まずは、自己紹介も踏まえて、フラー株式会社について教えてください。
渋谷さん(以下敬称略):フラー株式会社は2011年に茨城県つくば市で創業しました。創業当時からスマートフォンに事業ドメインを絞り、スマートフォンアプリ分析プラットフォームの「 App Ape 」 やWebサイトをアプリに変換する 「Joren」 を展開しています。
僕自身は高専でプログラミングを学んだ後に大学に編入し、4年生の頃にインターンをさせていただいた国内最大手インターネット企業にそのまま就職しました。そこで1年ほどマーケティング担当を務め、その後退職してから作ったのがフラー株式会社です。

藤原さん(以下敬称略):CTOの藤原です。全社の技術面を担当しています。渋谷の言うとおり、フラーはスマートフォンアプリ中心に事業を展開しており、自社アプリ開発、スマホアプリ分析、そして今はスマホアプリ開発支援のサービスを作っているところです。

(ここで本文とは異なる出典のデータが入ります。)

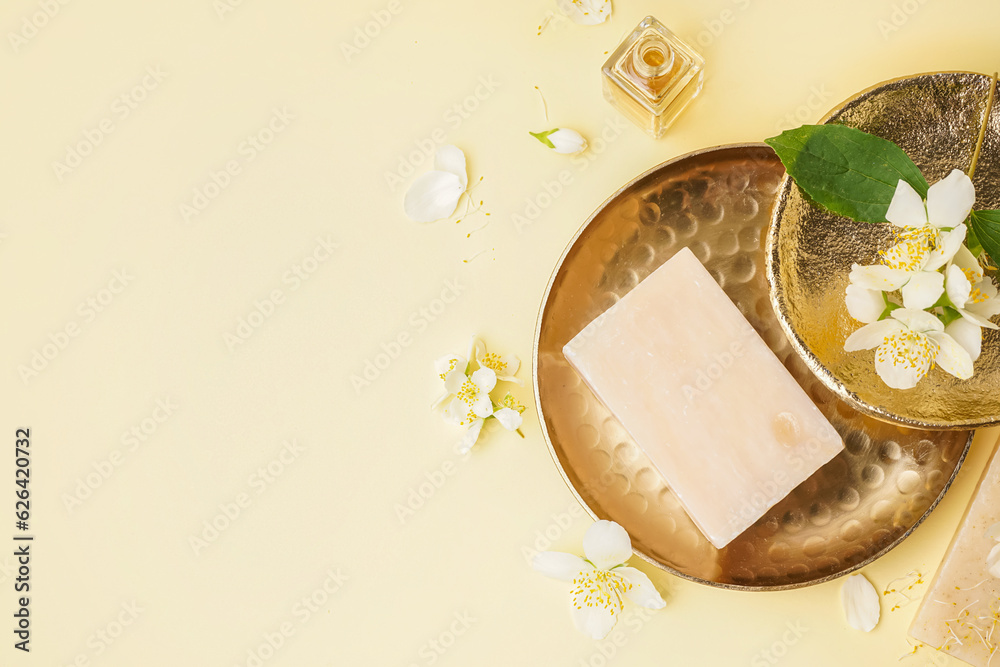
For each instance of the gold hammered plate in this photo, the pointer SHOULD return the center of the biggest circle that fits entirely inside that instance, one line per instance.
(935, 118)
(864, 502)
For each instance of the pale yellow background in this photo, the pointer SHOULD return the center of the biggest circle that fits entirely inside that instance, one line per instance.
(334, 507)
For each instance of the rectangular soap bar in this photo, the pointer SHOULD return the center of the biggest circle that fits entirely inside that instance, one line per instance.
(726, 425)
(958, 612)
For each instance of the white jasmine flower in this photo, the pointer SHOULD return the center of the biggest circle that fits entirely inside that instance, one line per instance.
(861, 604)
(435, 194)
(601, 581)
(562, 140)
(907, 343)
(586, 12)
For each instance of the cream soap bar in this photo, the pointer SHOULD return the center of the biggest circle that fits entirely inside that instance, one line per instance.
(726, 425)
(958, 614)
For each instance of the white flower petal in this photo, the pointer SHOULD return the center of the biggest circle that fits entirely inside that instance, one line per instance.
(918, 320)
(861, 604)
(606, 544)
(451, 159)
(965, 259)
(482, 406)
(586, 12)
(567, 141)
(485, 379)
(864, 305)
(559, 565)
(454, 380)
(879, 277)
(643, 592)
(444, 364)
(509, 419)
(923, 290)
(948, 244)
(595, 622)
(871, 335)
(968, 335)
(470, 438)
(952, 357)
(993, 561)
(906, 208)
(950, 200)
(456, 411)
(959, 288)
(433, 196)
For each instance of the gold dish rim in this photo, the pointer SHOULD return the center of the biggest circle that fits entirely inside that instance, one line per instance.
(776, 294)
(555, 456)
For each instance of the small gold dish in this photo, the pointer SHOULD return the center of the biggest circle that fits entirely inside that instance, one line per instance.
(857, 507)
(935, 118)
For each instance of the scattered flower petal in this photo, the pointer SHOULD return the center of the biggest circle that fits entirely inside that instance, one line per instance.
(861, 604)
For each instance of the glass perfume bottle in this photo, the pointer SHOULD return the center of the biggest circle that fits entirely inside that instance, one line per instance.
(652, 76)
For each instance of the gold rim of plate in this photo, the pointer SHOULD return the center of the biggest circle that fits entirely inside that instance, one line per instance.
(935, 118)
(867, 500)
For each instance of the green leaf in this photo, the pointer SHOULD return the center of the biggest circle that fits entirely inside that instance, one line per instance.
(544, 137)
(985, 225)
(850, 172)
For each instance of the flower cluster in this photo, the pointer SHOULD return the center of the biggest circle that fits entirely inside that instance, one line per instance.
(928, 300)
(468, 383)
(602, 581)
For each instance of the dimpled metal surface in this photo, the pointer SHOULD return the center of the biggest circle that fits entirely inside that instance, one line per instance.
(935, 118)
(865, 501)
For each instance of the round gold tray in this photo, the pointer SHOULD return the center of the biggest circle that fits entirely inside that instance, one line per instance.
(935, 118)
(864, 502)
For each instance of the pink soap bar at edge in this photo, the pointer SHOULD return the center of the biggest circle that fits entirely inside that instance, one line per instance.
(719, 416)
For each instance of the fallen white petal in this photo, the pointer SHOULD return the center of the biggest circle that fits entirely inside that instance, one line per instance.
(433, 196)
(559, 565)
(950, 200)
(451, 159)
(861, 604)
(567, 141)
(606, 544)
(586, 12)
(863, 304)
(906, 208)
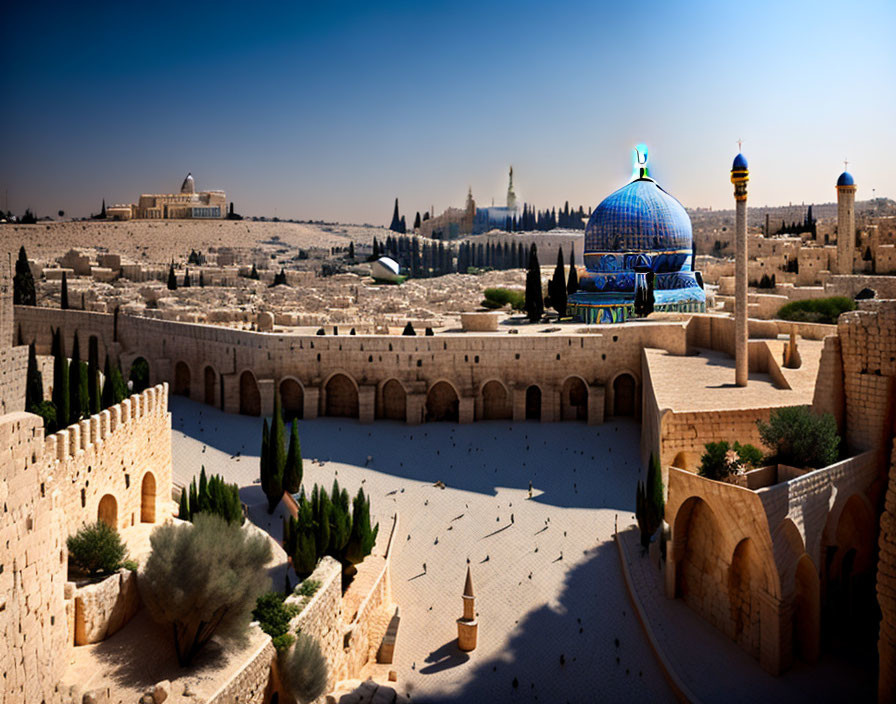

岡本さん(以下敬称略):マーケティングを担当している岡本です。今プロモーションしている「Joren」というサービスは非エンジニア向けのサービスなので、社内の数少ない非エンジニアメンバーとして、その立場を活かしマーケティングをしています。

●存在感を増すブランド系アプリ
最近リリースされるアプリの傾向などはありますか?
渋谷: ネット専業ではない、一般的なサービスやブランドがアプリ展開をしているものが多く見受けられるようになりました。2015年から2016年にかけて、ストア上のアプリ数は3割程度増加(フラー株式会社調べ)しているのですが、増加したアプリを分類してみると、飲食やエンターテイメントなどネット専業以外の企業の自社アプリが目立っています。たとえば、丸亀製麺、ラウンドワン、コカコーラなどです。アプリ市場が、ネットやゲームの専業でない範囲まで広がってきていることが実感できます。フラーではその年を代表する、成長率の高かったアプリを表彰する「App Ape Award」というものを昨年開催しました。ゲーム部門とゲーム以外のアプリ部門の他に、そうしたアプリが多かったことから、ブランド部門というものも設けました。3年後には、ブランド部門をさらに細分化する必要が出てくると思います。

2017年のスマホアプリのトレンドを教えてください
渋谷:2017年は世の中にある様々なサービスのアプリシフトが進むと思います。それに伴い、これまで以上にスマホアプリを通した新しい体験が生まれ、それらを多くの人がキャッチアップして実際に使いだす、というのが大きな流れだと思います。実際にpaymoや、中国のアーリーペイなど、決済やNFC(※1)など新しい技術を活用したアプリがユーザー体験をどんどん変えていますよね。そういったスタートアップが開発した技術が、広く一般に広まっていくフェーズに突入しているのではないでしょうか。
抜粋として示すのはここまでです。